これからの時代(Era)をつくりだす存在となるであろう業界注目の若手経営者にフォーカス。そのビジネス観や経営哲学に迫ります。今回は「ヘンリー・逆瀬川光人代表取締役」を取材しました。
自分がやりたいこと
生まれは裕福な家庭とは言えず、高校生までは生きるために目の前のことに必死だった。社会に興味を持ったのは、大学の授業がきっかけだ。社会学などを学ぶうちに、徐々に世の中に横たわる多くの問題に意識が向き、自分でも何かできないかと、在学中にはフェアトレードを推進するサークルの代表を務めた。
大学時代は起業したいとは考えていなかった。しかし卒業後、会社員として働き始めると、周囲に起業する人が多く刺激を受けた。「社会の課題を解決してより良い世界をつくりたい」という思いが大きくなり、自身のビジョンに向かって自由に動くため起業した。
持続可能な事業設計
根底にあるのは社会課題の解決だ。そのためには元手となる資金を稼ぎ続ける必要があると考えていた。「志が高くても、お金がなければ持続できない」。課題解決と稼ぐ力の両立を目指して最初に選んだのが医療DXだ。

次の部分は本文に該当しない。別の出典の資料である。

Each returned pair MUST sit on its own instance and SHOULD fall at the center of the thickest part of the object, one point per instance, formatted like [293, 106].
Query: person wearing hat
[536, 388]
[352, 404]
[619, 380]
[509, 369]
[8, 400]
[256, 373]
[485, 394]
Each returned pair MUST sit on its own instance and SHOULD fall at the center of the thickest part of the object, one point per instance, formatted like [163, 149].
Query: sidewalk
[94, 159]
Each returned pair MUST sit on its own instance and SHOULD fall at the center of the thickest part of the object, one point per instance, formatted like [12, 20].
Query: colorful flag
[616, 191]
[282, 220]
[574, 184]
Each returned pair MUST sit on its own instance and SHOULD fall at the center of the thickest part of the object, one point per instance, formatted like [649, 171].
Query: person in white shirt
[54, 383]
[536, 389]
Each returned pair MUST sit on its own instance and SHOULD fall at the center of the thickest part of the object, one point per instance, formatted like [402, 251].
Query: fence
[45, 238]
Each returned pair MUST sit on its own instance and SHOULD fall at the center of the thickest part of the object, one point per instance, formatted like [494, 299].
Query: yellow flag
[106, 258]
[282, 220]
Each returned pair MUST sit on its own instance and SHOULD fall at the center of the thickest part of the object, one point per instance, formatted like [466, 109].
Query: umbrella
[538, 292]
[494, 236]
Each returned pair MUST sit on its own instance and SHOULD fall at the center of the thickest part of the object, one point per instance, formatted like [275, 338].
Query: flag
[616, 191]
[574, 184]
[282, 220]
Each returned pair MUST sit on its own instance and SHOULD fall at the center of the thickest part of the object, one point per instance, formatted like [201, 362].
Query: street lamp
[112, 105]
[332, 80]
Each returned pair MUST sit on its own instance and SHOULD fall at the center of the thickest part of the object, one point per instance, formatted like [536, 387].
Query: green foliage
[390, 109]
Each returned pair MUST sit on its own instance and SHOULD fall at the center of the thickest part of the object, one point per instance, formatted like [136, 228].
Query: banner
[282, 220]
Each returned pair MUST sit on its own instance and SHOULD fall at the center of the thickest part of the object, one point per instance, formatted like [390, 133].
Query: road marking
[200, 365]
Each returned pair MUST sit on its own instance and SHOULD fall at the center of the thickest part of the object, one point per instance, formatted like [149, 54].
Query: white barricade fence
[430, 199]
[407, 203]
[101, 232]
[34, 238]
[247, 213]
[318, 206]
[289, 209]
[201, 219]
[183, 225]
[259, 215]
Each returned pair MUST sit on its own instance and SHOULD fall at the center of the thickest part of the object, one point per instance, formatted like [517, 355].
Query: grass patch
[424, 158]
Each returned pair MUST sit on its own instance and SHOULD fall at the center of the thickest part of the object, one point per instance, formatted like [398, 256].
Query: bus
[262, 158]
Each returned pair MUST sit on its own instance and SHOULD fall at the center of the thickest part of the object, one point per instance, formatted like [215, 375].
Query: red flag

ヘンリーが提供するのは、業界でいち早く手掛けたクラウドネイティブなレセプトコンピューター・電子カルテ一体型のシステム。少子高齢化や人口の一極集中で地方の医療体制の維持が危ぶまれる中、従来のオンプレミス型に比べて低コストで導入できる利点や、診療報酬の取りこぼしを防ぐ仕組みなどを生かし、業務・収益改善に取り組む。
テクノロジーで矛盾を解消
今後のマイルストーンは、国が掲げる2030年の「電子カルテ普及率100%」の実現だ。電子カルテを導入していないクリニックや病院などに、迅速かつ拡張性のあるクラウド型のインフラを普及させることを急務とする。

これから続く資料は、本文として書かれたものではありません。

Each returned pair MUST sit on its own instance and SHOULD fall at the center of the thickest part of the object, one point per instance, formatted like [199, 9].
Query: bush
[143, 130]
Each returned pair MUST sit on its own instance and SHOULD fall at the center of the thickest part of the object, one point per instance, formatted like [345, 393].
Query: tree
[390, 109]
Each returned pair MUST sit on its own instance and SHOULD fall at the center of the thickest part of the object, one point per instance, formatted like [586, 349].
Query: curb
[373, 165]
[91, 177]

将来的には、整備したインフラを通じて診療所や介護施設などと連携し、地域全体で住民の健康を支える「地域包括ケア」プラットフォームの構築も計画する。「インフラは人が豊かな生活を送るためのものなのに、持続するために誰かに負担を強いている」。この矛盾をテクノロジーで解消することを目指している。
プロフィール
逆瀬川 光人
一橋大学法学部法律学科卒業。楽天でUI/UXやPMを5年、ウォンテッドリーで新規事業のBizDevの責任者を3年務め、2018年5月に大学の友人とともに「社会課題の解決」を目指してヘンリーを創業。
会社紹介
中間ミッションとして「ノーベル平和賞受賞」を掲げ、現在は主に医療DX事業を展開。クラウドネイティブなレセコン・電子カルテ一体型のシステムを提供する。BPOも手掛け、医療現場の人手不足対策を支援している。